Not wanting to be left out, after the United Kingdom, Hungary, and South Korea (PDF) all held conferences on cyberspace governance, China has announced that it will be hosting the World Internet Conference from November 19 to 21. The conference, planned by the Cyberspace Administration of China (formerly named the State Internet Information Office), has the stated mission to promote the "development of [the] Internet to be the global shared resources for human solidarity and economic progress."

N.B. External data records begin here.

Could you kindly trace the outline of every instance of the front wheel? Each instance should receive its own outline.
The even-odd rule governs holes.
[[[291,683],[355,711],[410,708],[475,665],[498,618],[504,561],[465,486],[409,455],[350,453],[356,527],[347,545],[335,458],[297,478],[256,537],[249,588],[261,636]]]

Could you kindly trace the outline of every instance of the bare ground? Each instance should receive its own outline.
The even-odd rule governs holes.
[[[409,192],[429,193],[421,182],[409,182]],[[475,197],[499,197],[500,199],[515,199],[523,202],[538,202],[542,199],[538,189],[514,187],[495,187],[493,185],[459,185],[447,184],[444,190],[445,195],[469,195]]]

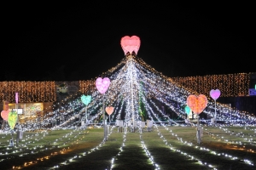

The conference seems somewhat hastily planned; invitations went out last week and the first I heard of it was a month ago. Perhaps Beijing wanted the get the conference out the door before the next conference meets in 2015 in the Netherlands (the UK, Hungary, South Korea, and the Netherlands are all part of a series that began in London). The agenda, covering global Internet governance, cybersecurity, the role of the Internet in promotion of economic and social development, and technological innovation, is very similar to the topics covered in the UK (2011), Hungary (2012), and South Korea (2013). There is, of course, no explicit reference to human rights, but it could be discussed under "social development." In process, it will probably be most like South Korea, where there was criticism that the conference showed a low degree of inclusiveness to civil society groups.
The conference promises to have high-level political support within China. There have been a number of articles in the Chinese press over the last year arguing that Beijing needs to be more assertive about defining the agenda for Internet governance. According to Wang Yukai, an academic and advisor to the government, one of the things required to help make China a "strong cyber power" (网络强国) is a "clear international strategy that lays out priorities and defends China’s right to have a voice on cyber issues."
As with the previous conferences, we shouldn’t expect much in outcomes. The Seoul Conference, for example, issued a "Framework for and Commitment to Open and Secure Cyberspace” and announced the follow-up conference at the Hague. For China, just having the conference is probably enough, signaling that it intends to take more of a role in shaping the rules of the road for cyberspace.